Sydney est un adolescent adressé au CPCT pour des « mauvais comportements » en classe. Il est souvent exclu de cours car il perturbe le fonctionnement de la classe. La mère, violentée par la père durant de nombreuses années, va mieux et a refait sa vie avec un homme qui la respecte et que Sydney nomme son beau-père. Le couple exprime cependant leur exaspération vis-à-vis des problèmes de discipline. Ils espèrent que la venue au CPCT fera changer les choses.
Lors de notre première rencontre Sydney rapporte de grandes difficultés de concentration. Ceci l’empêche d’exploiter ses capacités, mais de toute manière il ne s’aime pas beaucoup alors : « à quoi bon ? ». C’est plus fort que lui, il « fait le clown ». Je perçois une fonction que l’adolescent s’assigne « de distraire l’Autre ». Il n’aime pas « voir les gens malheureux », comme l’a été sa propre mère, ayant subi les mauvais traitements du père.

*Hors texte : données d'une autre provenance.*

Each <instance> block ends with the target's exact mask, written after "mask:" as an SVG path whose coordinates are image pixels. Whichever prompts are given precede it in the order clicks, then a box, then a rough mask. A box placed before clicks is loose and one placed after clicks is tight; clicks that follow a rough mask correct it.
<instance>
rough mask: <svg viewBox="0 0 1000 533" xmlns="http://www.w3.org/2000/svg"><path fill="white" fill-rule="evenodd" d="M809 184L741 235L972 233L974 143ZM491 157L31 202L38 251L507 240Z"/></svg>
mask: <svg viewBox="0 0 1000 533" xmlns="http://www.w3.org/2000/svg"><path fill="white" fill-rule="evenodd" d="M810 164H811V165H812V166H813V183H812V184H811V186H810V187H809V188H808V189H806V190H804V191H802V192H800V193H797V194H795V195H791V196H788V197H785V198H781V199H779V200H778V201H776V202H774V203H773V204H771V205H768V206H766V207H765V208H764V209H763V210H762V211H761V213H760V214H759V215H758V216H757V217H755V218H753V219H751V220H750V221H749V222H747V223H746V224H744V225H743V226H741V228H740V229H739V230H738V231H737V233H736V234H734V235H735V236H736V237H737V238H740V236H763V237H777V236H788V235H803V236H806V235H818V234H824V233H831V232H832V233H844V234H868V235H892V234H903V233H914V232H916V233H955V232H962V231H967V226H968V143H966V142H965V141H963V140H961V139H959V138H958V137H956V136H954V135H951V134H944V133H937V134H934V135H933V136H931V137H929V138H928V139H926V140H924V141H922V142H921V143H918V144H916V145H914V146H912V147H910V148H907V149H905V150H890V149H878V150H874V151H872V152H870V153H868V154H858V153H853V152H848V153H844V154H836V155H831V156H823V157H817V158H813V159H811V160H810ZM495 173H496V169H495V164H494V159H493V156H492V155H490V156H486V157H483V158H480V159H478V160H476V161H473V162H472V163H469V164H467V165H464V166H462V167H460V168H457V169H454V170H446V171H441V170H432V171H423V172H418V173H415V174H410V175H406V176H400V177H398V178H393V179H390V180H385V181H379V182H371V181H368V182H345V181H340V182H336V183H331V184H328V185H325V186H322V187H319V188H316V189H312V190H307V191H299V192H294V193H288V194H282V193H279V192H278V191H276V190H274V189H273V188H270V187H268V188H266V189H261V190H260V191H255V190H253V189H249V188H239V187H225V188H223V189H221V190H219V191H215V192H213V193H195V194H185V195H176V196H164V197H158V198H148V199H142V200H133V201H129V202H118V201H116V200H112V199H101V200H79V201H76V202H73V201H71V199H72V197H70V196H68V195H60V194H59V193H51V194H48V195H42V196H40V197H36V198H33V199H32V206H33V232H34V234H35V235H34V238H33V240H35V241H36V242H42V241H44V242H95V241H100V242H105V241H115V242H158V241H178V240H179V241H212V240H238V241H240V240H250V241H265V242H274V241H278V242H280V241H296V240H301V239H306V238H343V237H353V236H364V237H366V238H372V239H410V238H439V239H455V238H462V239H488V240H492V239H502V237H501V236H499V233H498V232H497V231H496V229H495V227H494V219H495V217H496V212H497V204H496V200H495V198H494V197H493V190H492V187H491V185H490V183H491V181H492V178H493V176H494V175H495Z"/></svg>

Comment faire pour que Sydney s’approprie le dispositif analytique et opère un déplacement afin de formuler sa demande ? Nous ferons accueil à une question amenée en début de cycle qui divise le patient : quelle place occupe-t-il pour ce père violent désormais absent ? Il découvre alors une ambivalence à l’égard du père et s’étonne de ressentir un manque, malgré tout ce qu’il leur a fait subir à lui et sa mère. Il exprime alors des affects de tristesse, un premier effet de soulagement se produit. Cependant l’adolescent reste très anxieux, il ne dort pas, ressent une boule dans le ventre, n’arrive pas à manger, il est dans une activité permanente sans parvenir à se reposer. Nos interventions visent une limitation de la jouissance et l’accueil de la parole de l’adolescent qui dévoile sa souffrance. Quelques jours avant les vacances scolaires, un premier moment de bascule survient. Suite à un malaise, le masque tombe en classe, le « clown triste » se laisse aller et raconte son histoire à une camarade de classe qui l’accompagne à l’infirmerie. Malheureusement Le patient se heurte à de l’incompréhension de la part du reste de ses camarades qui croient déceler une façon de se rendre intéressant. Le patient exprime alors des idées suicidaires qui alertent tour à tour sa petite amie et la mère du patient. Nous recevons la mère et le patient au CPCT et les orientons vers les urgences. Finalement Sydney n’attentera pas à ses jours mais aura recours à des scarifications superficielles sur les avants-bras.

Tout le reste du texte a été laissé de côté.